Although Cisco Systems Inc. is the dominant supplier of enterprise networking equipment, analysts said the vendor lags in the service provider category where traditional telecommunications equipment manufacturers like Nortel Networks Corp. rule.
But Cisco maintained that an optical switching system it announced Wednesday should help in its quest for a bigger share of the service provider networking market and at the same time open a door to the storage-area network (SAN) arena.
Cisco calls its new system the ONS 15540 Extended Services Platform (ESP), and company officials said it was developed in-house rather than through acquisition, as were earlier products in the Cisco optical line.
The ESP employs Dense Wavelength Division Multiplexing (DWDM), a technology that increases bandwidth by shooting different data streams at different frequencies or wavelengths over the same optical fibre. The initial system will accommodate as many as 32 individual wavelengths that can operate at speeds ranging from 16M bit/sec. to 2.5G bit/sec. The basic system will sell for US$67,000 and is expected to be available next month, Cisco officials said.
Cisco’s main competitor in this area is Brampton, Ont.-based Nortel’s Optera system. AT&T Corp. plans to use both systems for its Ultravailable Broadband Network, an optical network for large corporate customers, said Bernie McElroy, vice-president of business development for business continuity solutions at AT&T.
But McElroy wouldn’t comment on the cost and performance difference between Cisco’s and Nortel’s systems; instead, he said the brand of equipment AT&T installs depends on the application and, often, end-user preferences.

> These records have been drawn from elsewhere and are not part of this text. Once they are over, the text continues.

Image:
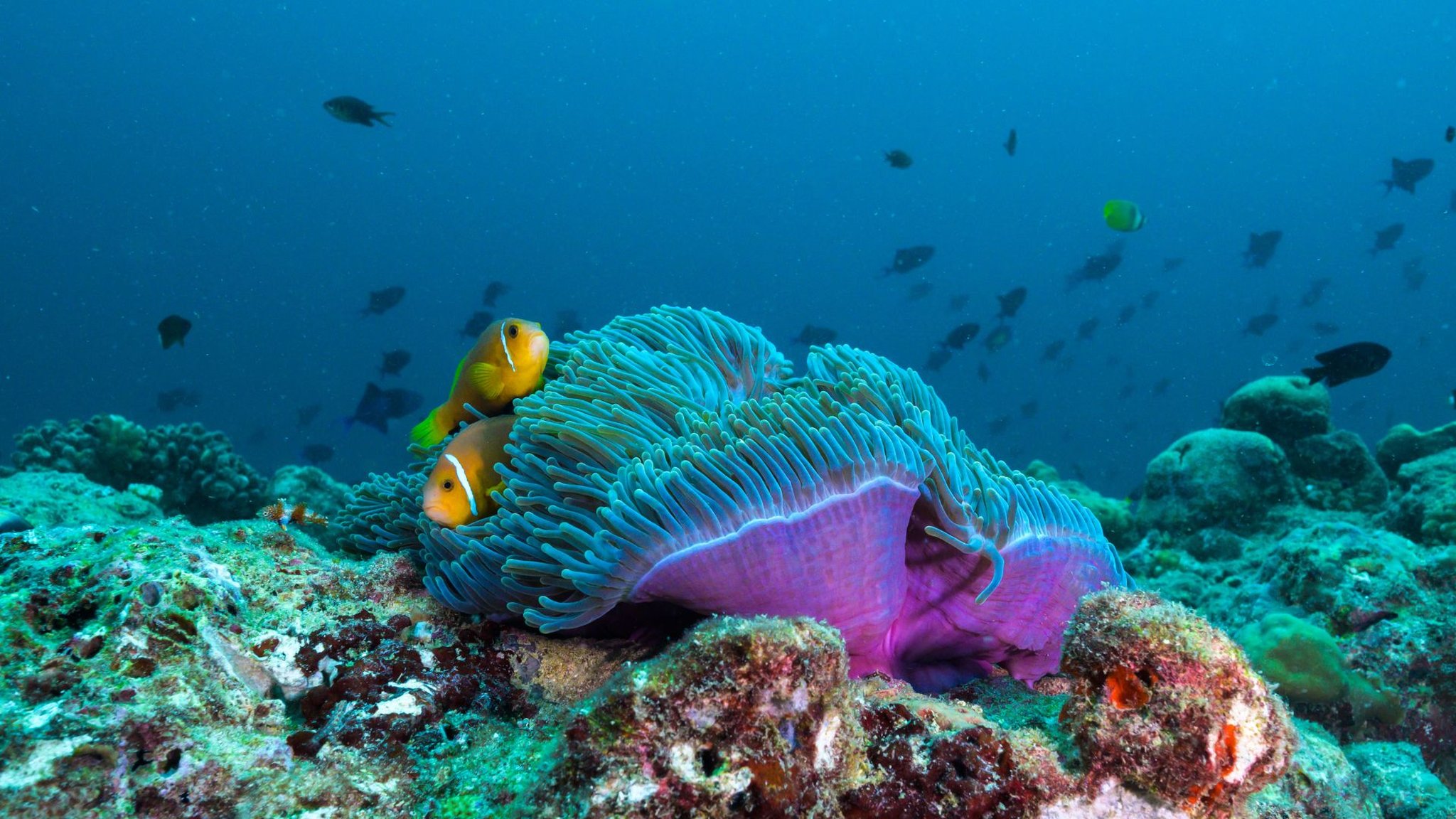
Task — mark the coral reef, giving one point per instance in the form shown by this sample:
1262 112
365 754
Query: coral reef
676 445
1168 705
197 470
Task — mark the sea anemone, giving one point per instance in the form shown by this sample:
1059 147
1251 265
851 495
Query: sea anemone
675 458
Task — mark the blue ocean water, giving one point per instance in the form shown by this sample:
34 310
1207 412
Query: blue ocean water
175 158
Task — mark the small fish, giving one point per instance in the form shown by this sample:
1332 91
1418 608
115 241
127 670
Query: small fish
283 513
1123 216
1407 173
316 454
1315 291
357 111
507 362
173 330
383 301
395 362
1260 324
997 338
1350 362
476 324
911 258
171 400
1011 302
1414 274
308 414
379 407
936 359
961 336
493 291
12 523
568 321
813 336
1261 248
1386 238
461 486
1098 267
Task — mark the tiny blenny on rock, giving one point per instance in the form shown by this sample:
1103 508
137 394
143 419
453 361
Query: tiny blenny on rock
283 513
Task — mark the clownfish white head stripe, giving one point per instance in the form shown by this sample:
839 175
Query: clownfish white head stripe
507 347
465 483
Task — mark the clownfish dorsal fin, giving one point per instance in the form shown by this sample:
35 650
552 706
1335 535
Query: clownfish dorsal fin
487 378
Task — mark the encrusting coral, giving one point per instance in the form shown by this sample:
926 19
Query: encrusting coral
673 458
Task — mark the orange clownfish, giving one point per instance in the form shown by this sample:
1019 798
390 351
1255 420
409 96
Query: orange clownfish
459 487
505 363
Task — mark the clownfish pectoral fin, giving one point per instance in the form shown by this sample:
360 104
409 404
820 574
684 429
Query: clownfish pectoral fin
487 378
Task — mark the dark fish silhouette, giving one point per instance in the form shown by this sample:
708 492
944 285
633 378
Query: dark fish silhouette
493 291
568 321
1350 362
357 111
899 159
1261 248
961 336
395 360
938 358
318 454
173 331
1407 173
911 258
815 336
1098 267
1386 238
379 407
997 338
476 324
1260 324
1315 294
1414 274
1011 302
383 301
171 400
308 414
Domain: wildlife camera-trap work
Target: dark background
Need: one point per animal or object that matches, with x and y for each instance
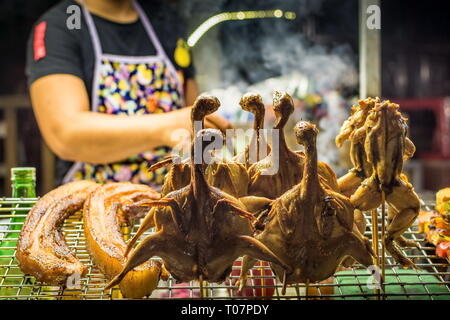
(415, 46)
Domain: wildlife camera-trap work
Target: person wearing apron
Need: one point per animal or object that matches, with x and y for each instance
(125, 85)
(109, 143)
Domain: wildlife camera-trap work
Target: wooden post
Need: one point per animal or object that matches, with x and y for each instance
(369, 54)
(370, 86)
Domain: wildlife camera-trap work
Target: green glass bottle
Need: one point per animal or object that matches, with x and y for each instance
(23, 183)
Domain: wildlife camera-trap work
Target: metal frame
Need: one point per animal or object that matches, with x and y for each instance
(24, 287)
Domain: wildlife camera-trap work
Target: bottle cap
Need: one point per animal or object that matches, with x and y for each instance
(23, 173)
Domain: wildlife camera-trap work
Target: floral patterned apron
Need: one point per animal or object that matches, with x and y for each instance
(125, 86)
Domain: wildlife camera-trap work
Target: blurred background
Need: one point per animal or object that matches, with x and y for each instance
(311, 50)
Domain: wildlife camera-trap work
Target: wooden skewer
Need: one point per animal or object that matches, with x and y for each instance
(375, 244)
(383, 248)
(307, 290)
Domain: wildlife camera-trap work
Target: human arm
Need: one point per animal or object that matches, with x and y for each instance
(73, 132)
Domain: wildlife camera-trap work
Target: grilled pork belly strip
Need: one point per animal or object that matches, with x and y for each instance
(41, 249)
(109, 207)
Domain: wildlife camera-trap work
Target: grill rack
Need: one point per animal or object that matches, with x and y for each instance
(434, 274)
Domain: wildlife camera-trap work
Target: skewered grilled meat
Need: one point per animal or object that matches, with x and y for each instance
(179, 173)
(352, 130)
(227, 175)
(41, 249)
(105, 211)
(200, 230)
(385, 130)
(310, 227)
(253, 103)
(290, 164)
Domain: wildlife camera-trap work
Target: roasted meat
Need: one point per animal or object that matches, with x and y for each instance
(252, 102)
(106, 210)
(280, 171)
(41, 249)
(200, 230)
(353, 131)
(310, 227)
(385, 141)
(227, 175)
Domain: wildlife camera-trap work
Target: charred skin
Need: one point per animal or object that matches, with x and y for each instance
(227, 175)
(253, 103)
(353, 130)
(105, 211)
(41, 249)
(385, 144)
(200, 231)
(310, 227)
(290, 163)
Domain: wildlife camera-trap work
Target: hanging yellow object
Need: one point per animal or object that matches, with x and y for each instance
(182, 55)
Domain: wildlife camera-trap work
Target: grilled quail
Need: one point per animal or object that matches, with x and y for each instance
(310, 227)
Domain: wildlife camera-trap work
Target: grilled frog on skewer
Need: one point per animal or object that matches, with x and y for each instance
(385, 141)
(200, 231)
(283, 168)
(227, 175)
(310, 227)
(252, 102)
(352, 130)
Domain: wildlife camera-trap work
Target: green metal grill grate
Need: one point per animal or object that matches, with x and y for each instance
(431, 282)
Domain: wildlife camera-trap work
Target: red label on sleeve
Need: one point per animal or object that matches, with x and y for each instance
(39, 41)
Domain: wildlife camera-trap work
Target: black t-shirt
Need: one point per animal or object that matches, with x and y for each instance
(72, 52)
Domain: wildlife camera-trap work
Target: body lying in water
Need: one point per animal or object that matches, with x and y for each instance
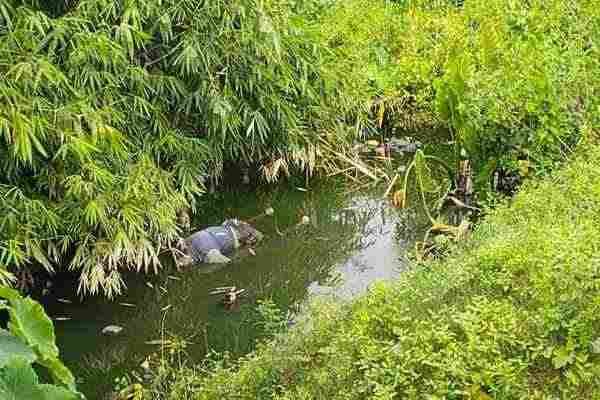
(213, 244)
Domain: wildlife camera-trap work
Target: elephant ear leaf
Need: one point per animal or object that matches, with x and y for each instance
(29, 323)
(18, 381)
(51, 392)
(60, 373)
(11, 346)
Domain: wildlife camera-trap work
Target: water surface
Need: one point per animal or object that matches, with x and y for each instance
(351, 241)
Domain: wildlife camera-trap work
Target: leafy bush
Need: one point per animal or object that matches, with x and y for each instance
(30, 339)
(514, 314)
(115, 113)
(511, 80)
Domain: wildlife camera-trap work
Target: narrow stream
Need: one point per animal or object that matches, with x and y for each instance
(352, 241)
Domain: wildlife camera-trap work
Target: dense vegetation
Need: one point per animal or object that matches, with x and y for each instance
(116, 113)
(512, 80)
(513, 314)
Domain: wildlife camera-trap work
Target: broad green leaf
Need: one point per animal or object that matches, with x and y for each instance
(60, 373)
(29, 322)
(51, 392)
(18, 381)
(11, 346)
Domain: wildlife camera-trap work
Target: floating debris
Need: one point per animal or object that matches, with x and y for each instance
(112, 330)
(230, 295)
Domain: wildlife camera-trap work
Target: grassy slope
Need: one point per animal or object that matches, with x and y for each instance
(516, 314)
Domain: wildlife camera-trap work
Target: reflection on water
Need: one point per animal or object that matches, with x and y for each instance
(376, 254)
(348, 245)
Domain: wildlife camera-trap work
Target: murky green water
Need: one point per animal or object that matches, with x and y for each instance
(352, 241)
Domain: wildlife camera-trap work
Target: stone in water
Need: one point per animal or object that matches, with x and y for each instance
(112, 330)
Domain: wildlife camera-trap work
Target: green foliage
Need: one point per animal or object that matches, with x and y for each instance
(115, 114)
(510, 79)
(30, 338)
(513, 314)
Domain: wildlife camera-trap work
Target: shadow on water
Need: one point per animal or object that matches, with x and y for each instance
(350, 242)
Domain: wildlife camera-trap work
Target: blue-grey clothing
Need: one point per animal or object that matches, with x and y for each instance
(219, 238)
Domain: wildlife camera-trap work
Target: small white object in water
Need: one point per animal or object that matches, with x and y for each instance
(112, 330)
(215, 257)
(145, 365)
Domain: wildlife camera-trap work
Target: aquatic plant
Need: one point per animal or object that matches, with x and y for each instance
(30, 340)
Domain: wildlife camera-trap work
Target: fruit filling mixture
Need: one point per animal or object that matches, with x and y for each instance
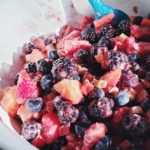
(85, 89)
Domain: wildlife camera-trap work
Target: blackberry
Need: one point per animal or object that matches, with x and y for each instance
(102, 108)
(31, 67)
(46, 83)
(64, 68)
(134, 126)
(128, 80)
(43, 66)
(31, 129)
(53, 55)
(108, 31)
(137, 20)
(96, 93)
(104, 42)
(124, 27)
(117, 59)
(67, 113)
(34, 104)
(89, 34)
(28, 48)
(103, 144)
(82, 55)
(135, 67)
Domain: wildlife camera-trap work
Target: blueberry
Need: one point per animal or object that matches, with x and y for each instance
(104, 42)
(31, 129)
(31, 67)
(79, 130)
(82, 55)
(96, 93)
(134, 126)
(133, 57)
(122, 98)
(43, 66)
(146, 105)
(104, 144)
(46, 83)
(53, 55)
(34, 104)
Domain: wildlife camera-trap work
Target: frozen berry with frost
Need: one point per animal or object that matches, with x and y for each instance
(31, 67)
(64, 68)
(96, 93)
(101, 108)
(34, 104)
(128, 80)
(103, 144)
(124, 27)
(31, 129)
(137, 20)
(122, 98)
(53, 55)
(89, 34)
(134, 125)
(46, 83)
(116, 59)
(108, 31)
(43, 66)
(67, 113)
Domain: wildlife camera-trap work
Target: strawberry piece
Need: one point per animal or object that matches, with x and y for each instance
(87, 87)
(111, 78)
(26, 87)
(93, 134)
(51, 125)
(39, 44)
(34, 56)
(9, 103)
(138, 32)
(70, 90)
(38, 141)
(145, 22)
(103, 21)
(72, 46)
(86, 21)
(143, 48)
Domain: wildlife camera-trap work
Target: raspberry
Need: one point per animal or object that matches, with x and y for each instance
(137, 20)
(89, 34)
(101, 108)
(67, 113)
(124, 27)
(107, 31)
(117, 59)
(31, 67)
(31, 129)
(128, 80)
(64, 68)
(134, 125)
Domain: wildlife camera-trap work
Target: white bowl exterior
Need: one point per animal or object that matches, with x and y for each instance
(22, 19)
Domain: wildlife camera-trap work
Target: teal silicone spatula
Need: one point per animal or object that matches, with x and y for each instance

David Willis, an analyst at Meta Group Inc. in Stamford, Conn., said that although the new Cisco system may have some price advantage compared with Nortel’s Optera, Cisco still doesn’t have the strong relationships with service providers, particularly large carriers, that Nortel does.
But Grier Hansen, an analyst at Giga Information Group Inc. in Cambridge, Mass., said the new system makes Cisco competitive at the core of metropolitan-area networks as well as at the edge.
A key question is whether the new DWDM product will help Cisco penetrate the lucrative SAN market.
Bob Zimmerman, a storage analyst at Giga, said he believes it will. He predicted that Cisco’s move into the storage arena would ignite competition with San Jose, Calif.-based SAN switching technology leader Brocade Communications Systems Inc., which owns 60 to 90 per cent of the switch marketplace. “I think Cisco is going to dominate that discussion,” Zimmerman said.
But Greg Brashier, an analyst at Strategic Research Corp., a network storage management market research firm in Santa Barbara, Calif., said DWDM in the SAN marketplace is still very much in its infancy.
“Most [potential buyers] won’t even know what [DWDM] stands for,” he said.